A partir de cette funeste journée, je devins une sorte de petite maman dans la maison, faisant tout ce que maman ne pouvait plus faire et ce que mon père n’était plus capable de faire : je préparais nos déjeunés pour l’école, aidait Josie pour ses devoirs, m’assurait que ses vêtements soient toujours propres et repassés, la déposait et la ramenait de l’école, préparais le diner pour tout le monde…oui, j’étais une vraie petite maman.

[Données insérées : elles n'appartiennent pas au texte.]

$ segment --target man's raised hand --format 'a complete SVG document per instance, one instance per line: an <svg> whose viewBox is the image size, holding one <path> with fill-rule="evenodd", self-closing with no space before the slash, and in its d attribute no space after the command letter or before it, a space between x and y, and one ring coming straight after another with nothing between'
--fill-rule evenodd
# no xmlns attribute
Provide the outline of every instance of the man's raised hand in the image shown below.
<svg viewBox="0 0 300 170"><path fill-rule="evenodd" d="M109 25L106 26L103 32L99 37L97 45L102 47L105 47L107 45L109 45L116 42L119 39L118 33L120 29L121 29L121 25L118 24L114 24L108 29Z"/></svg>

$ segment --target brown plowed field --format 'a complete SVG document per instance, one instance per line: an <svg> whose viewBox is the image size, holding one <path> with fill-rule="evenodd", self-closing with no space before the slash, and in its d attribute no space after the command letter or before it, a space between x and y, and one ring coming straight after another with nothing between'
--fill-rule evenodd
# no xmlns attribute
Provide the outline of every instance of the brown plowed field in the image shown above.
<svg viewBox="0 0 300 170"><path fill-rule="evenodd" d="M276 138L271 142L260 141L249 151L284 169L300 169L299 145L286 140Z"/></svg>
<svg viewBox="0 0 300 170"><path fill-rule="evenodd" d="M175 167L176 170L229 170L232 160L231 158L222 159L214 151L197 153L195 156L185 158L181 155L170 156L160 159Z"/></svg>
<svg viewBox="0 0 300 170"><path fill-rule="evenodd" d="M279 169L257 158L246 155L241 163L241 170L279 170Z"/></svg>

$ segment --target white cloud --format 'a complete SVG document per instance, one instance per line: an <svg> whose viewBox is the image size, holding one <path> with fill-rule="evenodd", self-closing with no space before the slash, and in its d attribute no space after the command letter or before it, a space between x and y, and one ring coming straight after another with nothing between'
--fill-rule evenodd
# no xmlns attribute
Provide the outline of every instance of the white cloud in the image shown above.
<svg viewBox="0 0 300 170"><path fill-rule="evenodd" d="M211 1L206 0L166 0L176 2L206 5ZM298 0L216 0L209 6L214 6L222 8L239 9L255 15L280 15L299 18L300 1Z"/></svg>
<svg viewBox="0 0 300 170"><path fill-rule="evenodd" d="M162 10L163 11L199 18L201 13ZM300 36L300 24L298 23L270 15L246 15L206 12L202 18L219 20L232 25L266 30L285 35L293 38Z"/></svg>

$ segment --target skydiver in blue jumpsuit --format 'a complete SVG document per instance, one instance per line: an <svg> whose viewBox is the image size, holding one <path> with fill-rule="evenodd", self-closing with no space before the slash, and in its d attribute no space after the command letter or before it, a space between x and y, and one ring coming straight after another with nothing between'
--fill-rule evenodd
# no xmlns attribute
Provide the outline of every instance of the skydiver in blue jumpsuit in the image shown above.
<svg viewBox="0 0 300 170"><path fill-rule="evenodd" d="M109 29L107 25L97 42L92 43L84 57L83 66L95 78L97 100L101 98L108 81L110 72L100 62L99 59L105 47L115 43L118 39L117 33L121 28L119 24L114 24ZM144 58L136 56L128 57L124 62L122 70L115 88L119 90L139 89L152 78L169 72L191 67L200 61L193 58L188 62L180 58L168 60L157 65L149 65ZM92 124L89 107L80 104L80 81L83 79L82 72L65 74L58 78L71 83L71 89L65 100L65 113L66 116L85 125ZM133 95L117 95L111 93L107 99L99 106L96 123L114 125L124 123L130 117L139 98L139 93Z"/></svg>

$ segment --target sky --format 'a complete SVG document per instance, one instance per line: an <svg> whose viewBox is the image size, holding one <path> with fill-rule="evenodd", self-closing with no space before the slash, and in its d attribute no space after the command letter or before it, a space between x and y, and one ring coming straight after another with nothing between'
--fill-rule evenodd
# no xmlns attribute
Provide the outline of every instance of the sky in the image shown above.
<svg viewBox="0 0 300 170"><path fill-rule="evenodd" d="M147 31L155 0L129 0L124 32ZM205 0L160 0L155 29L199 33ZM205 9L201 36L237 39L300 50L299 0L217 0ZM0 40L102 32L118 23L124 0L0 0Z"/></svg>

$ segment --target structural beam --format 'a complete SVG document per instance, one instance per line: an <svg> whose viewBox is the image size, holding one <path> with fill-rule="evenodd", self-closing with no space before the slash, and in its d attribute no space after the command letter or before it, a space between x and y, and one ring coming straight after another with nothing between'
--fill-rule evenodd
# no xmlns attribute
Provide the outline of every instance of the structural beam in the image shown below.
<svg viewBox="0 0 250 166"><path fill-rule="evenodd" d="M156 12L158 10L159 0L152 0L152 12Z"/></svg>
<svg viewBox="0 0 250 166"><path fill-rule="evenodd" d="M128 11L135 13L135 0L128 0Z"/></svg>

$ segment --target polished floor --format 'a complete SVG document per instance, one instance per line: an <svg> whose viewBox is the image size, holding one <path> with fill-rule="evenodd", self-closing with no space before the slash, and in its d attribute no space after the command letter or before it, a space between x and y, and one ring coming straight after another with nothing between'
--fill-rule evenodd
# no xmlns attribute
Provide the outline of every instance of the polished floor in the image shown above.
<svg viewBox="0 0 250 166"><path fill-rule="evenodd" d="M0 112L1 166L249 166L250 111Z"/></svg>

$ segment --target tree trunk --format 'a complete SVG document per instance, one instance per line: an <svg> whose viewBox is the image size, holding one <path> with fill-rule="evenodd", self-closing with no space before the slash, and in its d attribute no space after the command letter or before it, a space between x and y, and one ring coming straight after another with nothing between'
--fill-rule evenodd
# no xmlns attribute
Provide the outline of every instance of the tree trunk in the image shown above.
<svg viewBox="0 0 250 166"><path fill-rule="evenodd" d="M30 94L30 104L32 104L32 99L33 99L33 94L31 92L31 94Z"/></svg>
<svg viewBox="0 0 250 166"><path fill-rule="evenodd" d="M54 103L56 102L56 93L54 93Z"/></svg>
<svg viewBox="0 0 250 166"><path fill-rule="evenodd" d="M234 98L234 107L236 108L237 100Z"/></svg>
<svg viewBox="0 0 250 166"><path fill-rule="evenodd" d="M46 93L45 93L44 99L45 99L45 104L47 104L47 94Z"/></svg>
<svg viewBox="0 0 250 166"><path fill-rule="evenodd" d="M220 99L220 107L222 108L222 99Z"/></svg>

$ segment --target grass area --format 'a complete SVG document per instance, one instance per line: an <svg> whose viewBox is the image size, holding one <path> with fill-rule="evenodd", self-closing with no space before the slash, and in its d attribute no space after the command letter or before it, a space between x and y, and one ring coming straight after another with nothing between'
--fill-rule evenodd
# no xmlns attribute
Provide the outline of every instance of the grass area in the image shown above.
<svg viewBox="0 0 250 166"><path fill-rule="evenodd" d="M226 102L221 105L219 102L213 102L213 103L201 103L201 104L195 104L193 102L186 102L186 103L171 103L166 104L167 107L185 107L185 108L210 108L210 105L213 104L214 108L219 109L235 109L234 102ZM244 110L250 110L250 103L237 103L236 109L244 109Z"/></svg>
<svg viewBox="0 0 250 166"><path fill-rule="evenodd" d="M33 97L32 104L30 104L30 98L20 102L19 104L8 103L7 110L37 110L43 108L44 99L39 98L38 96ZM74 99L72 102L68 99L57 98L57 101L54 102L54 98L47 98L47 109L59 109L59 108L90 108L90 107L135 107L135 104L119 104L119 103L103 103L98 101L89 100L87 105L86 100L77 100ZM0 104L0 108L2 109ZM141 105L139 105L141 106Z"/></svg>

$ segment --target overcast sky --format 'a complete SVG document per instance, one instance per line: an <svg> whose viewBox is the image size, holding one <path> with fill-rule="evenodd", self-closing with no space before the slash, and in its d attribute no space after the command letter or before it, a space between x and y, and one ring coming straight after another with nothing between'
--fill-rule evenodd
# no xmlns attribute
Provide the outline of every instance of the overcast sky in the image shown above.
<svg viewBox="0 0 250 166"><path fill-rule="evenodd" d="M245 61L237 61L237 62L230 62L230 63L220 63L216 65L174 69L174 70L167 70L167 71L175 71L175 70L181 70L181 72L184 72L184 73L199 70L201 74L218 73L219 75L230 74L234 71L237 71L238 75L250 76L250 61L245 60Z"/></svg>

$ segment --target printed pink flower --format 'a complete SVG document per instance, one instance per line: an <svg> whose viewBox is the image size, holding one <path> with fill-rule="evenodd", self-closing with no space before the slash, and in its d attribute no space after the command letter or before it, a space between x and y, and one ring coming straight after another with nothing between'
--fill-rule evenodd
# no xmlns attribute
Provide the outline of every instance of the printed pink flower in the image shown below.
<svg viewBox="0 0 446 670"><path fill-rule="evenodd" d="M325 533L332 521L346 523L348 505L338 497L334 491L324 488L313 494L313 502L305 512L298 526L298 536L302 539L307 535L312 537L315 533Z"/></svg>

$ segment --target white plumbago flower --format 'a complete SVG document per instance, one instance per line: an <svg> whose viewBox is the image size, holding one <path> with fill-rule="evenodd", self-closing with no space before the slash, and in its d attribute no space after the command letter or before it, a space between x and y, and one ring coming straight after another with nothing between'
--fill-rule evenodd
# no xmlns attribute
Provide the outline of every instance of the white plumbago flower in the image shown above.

A mes quinze ans, papa avait un peu repris du poil de la bête, mais je ne cédais pas ma place pour autant : j’étais la maman ici et ça n’était pas près de changer. Je continuais donc à prendre soin de tout le monde à la perfection, persuadée que ma petite Josie était encore la petite fille perdue et esseulée que j’avais prise sous mon aile, sans réaliser que mon petit oisillon avait bien grandit.
***
Je vais prendre le relais dans cette histoire. Moi, c’est Dean Fitzpatrick, le fiancé de Arya. Les sœurs Everett, je les connais depuis une dizaine d’année environs. J’ai rencontré Arya à la fac et ça a tout de suite matché entre nous. A notre premier Thanksgiving, elle m’a présenté à sa famille et j’ai fait la connaissance de la parfaite petite Josie dont Arya me parlait sans cesse. Elle était adorable, vraiment, mais je ne pouvais m’empêcher de penser qu’elle jouait la comédie…je suis avocat après tout et je cerne les gens assez facilement. Je n’ai rien dit à Josie à ce moment-là et j’ai gardé mes suspicions pour moi.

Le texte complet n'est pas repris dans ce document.